Measures of Dispersion

Dispersion is a measure of the extent to which the individual item vary from a central value Dispersion is used
in two senses, (i) difference between the extreme items of the series and (ii) average of deviation of items
from the mean.
Absolute Measure : The figure showing the limit or magnitude of dispersion is known as absolute measure
and it is shown in the same unit as ;those of the original data, example measures of dispersion in the age of
students, their height, weight etc.
Relative Measure : For comparative study the concerning absolute measure is divided by the corresponding
mean or some other characteristic value to obtain a ratio or percentage, which is known as the relative measure.

Characteristics of an Ideal Measure of Dispersion

1. It should be rigidly defined.


2. It should be easy to understand and easy to calculate.
3. It should be based on all the observations of the data.
4. It should be easily subjected to further mathematical treatment.
5. It should be least affected by the sampling fluctuation .
6. It should not be unduly affected by the extreme values.

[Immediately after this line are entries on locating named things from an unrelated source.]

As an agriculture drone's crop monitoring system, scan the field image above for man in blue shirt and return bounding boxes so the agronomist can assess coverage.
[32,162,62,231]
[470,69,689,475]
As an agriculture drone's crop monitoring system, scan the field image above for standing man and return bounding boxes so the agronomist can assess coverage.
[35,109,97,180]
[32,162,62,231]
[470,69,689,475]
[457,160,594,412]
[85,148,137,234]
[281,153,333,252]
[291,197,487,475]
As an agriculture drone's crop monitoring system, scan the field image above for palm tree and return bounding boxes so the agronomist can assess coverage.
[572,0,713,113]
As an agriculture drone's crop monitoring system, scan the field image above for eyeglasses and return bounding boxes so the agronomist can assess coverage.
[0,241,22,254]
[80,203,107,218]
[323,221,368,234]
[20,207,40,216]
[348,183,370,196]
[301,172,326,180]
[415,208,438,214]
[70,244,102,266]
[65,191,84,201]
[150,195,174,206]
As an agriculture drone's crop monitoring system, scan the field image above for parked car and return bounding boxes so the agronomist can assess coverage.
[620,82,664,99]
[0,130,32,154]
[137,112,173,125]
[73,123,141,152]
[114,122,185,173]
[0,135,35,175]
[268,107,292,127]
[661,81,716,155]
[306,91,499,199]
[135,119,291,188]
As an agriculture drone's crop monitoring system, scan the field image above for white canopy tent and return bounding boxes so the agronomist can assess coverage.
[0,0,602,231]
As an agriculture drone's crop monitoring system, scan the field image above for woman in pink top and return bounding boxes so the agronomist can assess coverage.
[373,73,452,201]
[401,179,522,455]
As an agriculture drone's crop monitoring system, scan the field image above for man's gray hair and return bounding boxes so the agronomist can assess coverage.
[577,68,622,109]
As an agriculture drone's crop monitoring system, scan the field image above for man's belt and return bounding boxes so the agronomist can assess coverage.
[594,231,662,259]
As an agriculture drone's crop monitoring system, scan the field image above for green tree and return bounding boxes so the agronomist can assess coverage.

Common Measures of Dispersion

– The range
– The Interquartile range (IQR)
– Mean Absolute Deviation (MAD)
– Variance
– standard deviation

Range
The range is defined as the difference between the largest score in the set of data and the smallest score in
the set of data, XL - XS
• sensitive to extreme scores;
• compensate by calculating interquartile range (distance between the 25th and 75th percentile points)
which represents the range of scores for the middle half of a distribution
Usually used in combination with other measures of dispersion.

Advantages
• It is very easy to calculate.
• It is easy to understand.

Disadvantages
• It is affected by the extreme values.

Inter Quartile Range

The interquartile range or the quartile deviation is a better measure of variation in a distribution than the range.
Here, the middle 50 per cent of the distribution is used by avoiding the 25 per cent of the distribution at both
the ends. In other words, the interquartile range denotes the difference between the third quartile and the first
quartile.

Interquartile range = upper quartile - lower quartile


= Q3 - Q1

Quartile Deviation (QD) or Semi Inter Quartile Range


It is the measure based on the quartiles. It is the average of the difference between the third quartile and the
first quartile. Mathematically it can be expressed as:
QD = (Q3 – Q1)/2
Advantages
• It is also called the semi-inter-quartile range.
• It is easy to compute.
• It is not affected by the extreme values.
• It is used when the extreme values are thought to be unrepresentative.

Disadvantages
• It is not suited for further algebraic treatment.

NOTE: If the QDs of two samples are known, we cannot calculate the QD for the combined sample. That is,
composite QD cannot be evaluated.

Coefficient of Quartile Deviation


The coefficient of quartile deviation (CQD) is a relative measure of dispersion based on the quartile deviation.
It is defined as,

CQD = (Q3 – Q1)/(Q3 + Q1)


Moreover, it is a positional measure and is preferred when the distribution is badly skewed.

Mean Deviation
Mean deviation (MD) is the mean of the difference of each item in the distribution of its average (i.e., mean,
median, mode). Consider all the deviations as a positive one (i.e., consider the magnitude of the deviations).
Calculation of Mean Deviation

Ungrouped Data Grouped Data

Merits of Mean Deviation


1. A major advantage of mean deviation is that it is simple to understand and easy to calculate.
2. It takes into consideration each and every item in the distribution. As a result, a change in the value of any
item will have its effect on the magnitude of mean deviation.
3. The values of extreme items have less effect on the value of the mean deviation.
4. As deviations are taken from a central value, it is possible to have meaningful comparisons of the formation
of different distributions.

Limitations of Mean Deviation


1. It is not capable of further algebraic treatment.
2. At times it may fail to give accurate results. The mean deviation gives best results when deviations are taken
from the median instead of from the mean. But in a series, which has wide variations in the items, median is
not a satisfactory measure.
3. Strictly on mathematical considerations, the method is wrong as it ignores the algebraic signs when the
deviations are taken from the mean.

Variance

The variance is the average of the squared deviations about the arithmetic mean for a set of numbers.

Calculation of Variance

Ungrouped Data Grouped Data


Population Variance Population Variance
𝝈𝟐 = ∑(𝑋̅ − µ)2/𝑁

Population Variance (Computation Formula)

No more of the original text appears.